- Born: 6 September 1933 Kaveripattinam, Tamilnadu,
- Died: 19 August 2006 (aged 73)
- Education: College of Engineering, Guindy Anna University, Chennai; University of Pennsylvania, Philadelphia, USA; Moore School of Electrical Engineering, Philadelphia, USA;
- Known for: TROMBAY Digital Computer (TDC-12)
- Spouse: Nirmala Srikantan
- Children: Rabindra Srikantan and Geetha Srikantan
- Awards: Vikram Sarabhai Research Award (1974)
- Scientific career
- Fields: Electronics, Computer, Telecommunication
- Workplaces: Electronics Corporation of India Limited

= Sivasubramanian Srikantan =

Dr. Sivasubramanian Srikantan (6 September 1933 - 19 August 2006) was an Indian scientist, research lead, former Managing Director – Karnataka State Electronics Development Corporation Ltd (KEONICS), Chairman – Yokogawa Keonics Ltd, Director – Krone Communications Ltd, Managing Director – Andhra Pradesh Electronics Development Corporation Ltd (APEDC), Head, Computer Group – Electronics Corporation of India Ltd (ECIL), Group Leader – Babha Atomic Research Centre (BARC), and Chairman – ASM Technologies Ltd. (1992-2006)

==Early life and education==
Dr. Sivasubramanian Srikantan was born in the village of Kaveripattinam (Dharmapuri), around 100 km away from Bangalore. Dr. Srikantan completed his schooling at the local government school in Kaveripattinam and did his Pre-University at St. Joseph's College, Bangalore. He then joined the College of Engineering, Guindy at Anna University, Chennai, where he completed his Electrical Engineering in 1954. After successfully becoming an Electrical Engineer, Dr. S. Srikantan underwent training at the Atomic Energy Establishment training school in Mumbai which was headed by Homi J. Bhabha. With the support from Government of India and encouragement from Dr. Homi J Bhabha, he was later sent to the University of Pennsylvania in Philadelphia, USA where he completed his Master's in 1962 and Ph.D. in 1964 from the Moore School of Electrical Engineering.

==Personal life==
Son of T.Sivasubramanyam, was married to Nirmala Srikantan. The couple had two children, son Rabindra Srikantan – a tech entrepreneur and daughter Geetha Srikantan – a technology expert. Rabindra has two sons Nikhil Rabindra and Akhil Rabindra.

==Professional life==
Dr. Srikantan, returned to India after his Ph.D. and led a team of fresh graduate engineers and scientists to work on TDC-12 (Trombay Digital Computer – 12) ‘the first Indian-built electronic digital computer at Bhabha Atomic Research Centre on January 21, 1969

Dr.
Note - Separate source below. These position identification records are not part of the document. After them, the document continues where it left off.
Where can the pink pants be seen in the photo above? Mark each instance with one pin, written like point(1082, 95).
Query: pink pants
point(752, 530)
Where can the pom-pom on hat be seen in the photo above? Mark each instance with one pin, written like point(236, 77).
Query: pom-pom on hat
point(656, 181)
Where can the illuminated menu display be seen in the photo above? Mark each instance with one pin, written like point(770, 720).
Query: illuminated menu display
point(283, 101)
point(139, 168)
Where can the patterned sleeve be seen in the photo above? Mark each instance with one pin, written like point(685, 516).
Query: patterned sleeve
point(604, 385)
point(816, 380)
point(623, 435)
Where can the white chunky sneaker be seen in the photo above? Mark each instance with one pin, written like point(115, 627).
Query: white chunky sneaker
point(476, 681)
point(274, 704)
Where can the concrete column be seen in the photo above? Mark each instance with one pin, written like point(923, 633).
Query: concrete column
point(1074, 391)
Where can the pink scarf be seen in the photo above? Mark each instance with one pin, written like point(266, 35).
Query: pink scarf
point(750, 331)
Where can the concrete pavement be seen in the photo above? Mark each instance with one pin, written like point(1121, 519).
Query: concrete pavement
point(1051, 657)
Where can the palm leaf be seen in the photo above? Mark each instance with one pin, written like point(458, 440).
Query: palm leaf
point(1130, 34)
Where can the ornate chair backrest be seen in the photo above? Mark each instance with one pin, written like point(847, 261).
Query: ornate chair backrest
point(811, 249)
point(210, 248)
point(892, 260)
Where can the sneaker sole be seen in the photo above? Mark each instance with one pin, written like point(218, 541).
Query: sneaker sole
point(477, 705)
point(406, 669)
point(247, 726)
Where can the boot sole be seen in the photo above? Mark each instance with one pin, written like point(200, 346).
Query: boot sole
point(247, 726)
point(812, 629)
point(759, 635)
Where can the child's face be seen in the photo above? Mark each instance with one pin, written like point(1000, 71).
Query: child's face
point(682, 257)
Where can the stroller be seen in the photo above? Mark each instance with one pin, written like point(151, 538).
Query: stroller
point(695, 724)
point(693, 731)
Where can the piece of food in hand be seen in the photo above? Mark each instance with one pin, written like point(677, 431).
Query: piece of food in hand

Srikantan started the computer division of Electronics Corporation of India Limited (ECIL) and was responsible for introducing a range of digital computers, to name the most significant of them TDC-16 and TDC-332 He laid the foundation for ECIL, a commercial venture which started as a R&D activity at Bhabha Atomic Research Centre (BARC)

==Distinguished positions==
- Tamilnadu Electricity Board (1954 -1955)
- Scientist, Bhabha Atomic Research Centre (1961 -1969)
- Head Computer Group, Electronics Corporation of India Limited (1969-1981)
- Managing Director, Andhra Pradesh Electronics Development Corporation Ltd (1981-1983)
- Managing Director, Karnataka State Electronics Development Corporation Ltd (1983-1991)
- Director, Krone Communications Ltd
- Chairman, Yokogawa Keonics Ltd (1987-1992)
- Chairman, ASM Technologies Ltd (1992-2006)

==Award==
Dr. S.Srikantan has received the VIKRAM SHARABHAI RESEARCH AWARD endowed by Hari Om Ashram in the year 1974 in the field of Electronics and Telecommunications.

==Dr. S Srikantan Memorial Award==
ASM Technologies Limited under its CSR initiative along with The Institution of Electronics & Telecommunication Engineers (IETE) Bangalore Centre has been organizing ‘Summer School in Electronics & Computers’ (SUSIEC) for 9th and 10th standard students during their summer vacations. The students compete in the science projects and are awarded Dr. S Srikantan Memorial Award for the best projects.